The American doyen of diplomacy was speaking of Anwar Sadat, extolling the leadership quality of the Egyptian leader who had just been murdered by Muslim extremists. While Sadat's fellow Arabs were rejoicing over his death, for daring to make peace with Israel the world mourned a great leader of vision. Of course, events since then have shown that Sadat had a far greater foresight than his critics.

Bola Ige confounded many in the tail end of his life.

When he joined the Obasanjo presidency in 1999, his detractors in Afenifere shouted: Ige has jumped ship like Akintola!  But Bola Ige unlike Akintola, led by his sharp instincts and powerful sense of insight, only broke rank in order to explore the road ahead so that he could point the way forward for his Yoruba people and Nigeria.

When he said "no need for sovereign conference", his people shouted: What a betrayal. They didn't read between the lines. He never said there was no need for a national conference or a constitutional reform.

An ardent supporter of resource control, the court case on littoral rights of states he initiated as Federal Justice Minister caused consternation in our compatriots in the South-South, but luckily the politics of the case was not lost on his friends in the region. For it was the first step in the constitutional struggle to confer primary sovereignty over resources in a geographical space on those who inhabit it.

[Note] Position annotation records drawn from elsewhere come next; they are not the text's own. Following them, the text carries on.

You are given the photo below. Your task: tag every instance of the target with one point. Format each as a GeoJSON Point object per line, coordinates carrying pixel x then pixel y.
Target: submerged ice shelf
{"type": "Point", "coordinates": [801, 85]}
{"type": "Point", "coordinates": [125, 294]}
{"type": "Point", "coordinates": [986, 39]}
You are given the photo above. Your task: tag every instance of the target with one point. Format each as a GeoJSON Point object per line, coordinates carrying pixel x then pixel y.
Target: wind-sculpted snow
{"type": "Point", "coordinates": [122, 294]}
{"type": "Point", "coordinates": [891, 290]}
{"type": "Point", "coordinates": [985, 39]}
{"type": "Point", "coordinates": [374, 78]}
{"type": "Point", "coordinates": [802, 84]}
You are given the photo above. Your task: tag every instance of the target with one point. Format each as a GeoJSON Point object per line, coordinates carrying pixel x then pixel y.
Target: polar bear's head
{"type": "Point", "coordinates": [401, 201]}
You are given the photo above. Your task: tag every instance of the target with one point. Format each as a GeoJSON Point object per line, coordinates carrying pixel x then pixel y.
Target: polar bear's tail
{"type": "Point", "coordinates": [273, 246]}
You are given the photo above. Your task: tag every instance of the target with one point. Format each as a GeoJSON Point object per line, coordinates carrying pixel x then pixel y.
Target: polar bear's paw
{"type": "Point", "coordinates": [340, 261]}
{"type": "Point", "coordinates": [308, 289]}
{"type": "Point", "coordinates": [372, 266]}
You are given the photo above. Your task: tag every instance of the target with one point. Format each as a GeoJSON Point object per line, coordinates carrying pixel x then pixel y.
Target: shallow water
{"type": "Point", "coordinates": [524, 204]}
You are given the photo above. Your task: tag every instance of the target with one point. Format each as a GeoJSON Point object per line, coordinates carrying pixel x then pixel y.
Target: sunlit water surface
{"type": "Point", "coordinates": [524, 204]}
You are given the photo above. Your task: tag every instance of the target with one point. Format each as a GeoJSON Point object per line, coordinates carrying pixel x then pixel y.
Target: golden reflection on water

He recognised that reality is not a thing, but a process that is always changing. And he believed that there could be more than one way to a desired goal. The Oduduwa Republic illusionists who dominate Afenifere did not understand him, they believe rather in the big-bang solution.

Ige's death is the greatest tragedy that has befallen Yorubas since Egbe omo Oduduwa was founded about 50 years ago, the beginning of modern Yoruba nationalism.

He was no hopeless romantic who espoused lofty ambitions with belligerent rhetoric without much of a thought of how to achieve them.

He wanted the best for Nigeria and he was a believer in black redemption. That he was an exponent of Yoruba interests didn't make him a tribalist like his Fulani detractors labelled him. Ethnonational politicking is the logic of the reality imposed on all of us in Nigeria by the antics of the Fulani Oligarchy.

Harry Truman once wrote that "Many are indispensable, but no one is irreplaceable". The unfillable vacuum created by Bola Ige's death in Yoruba politics has proved the American soldier-statesman wrong.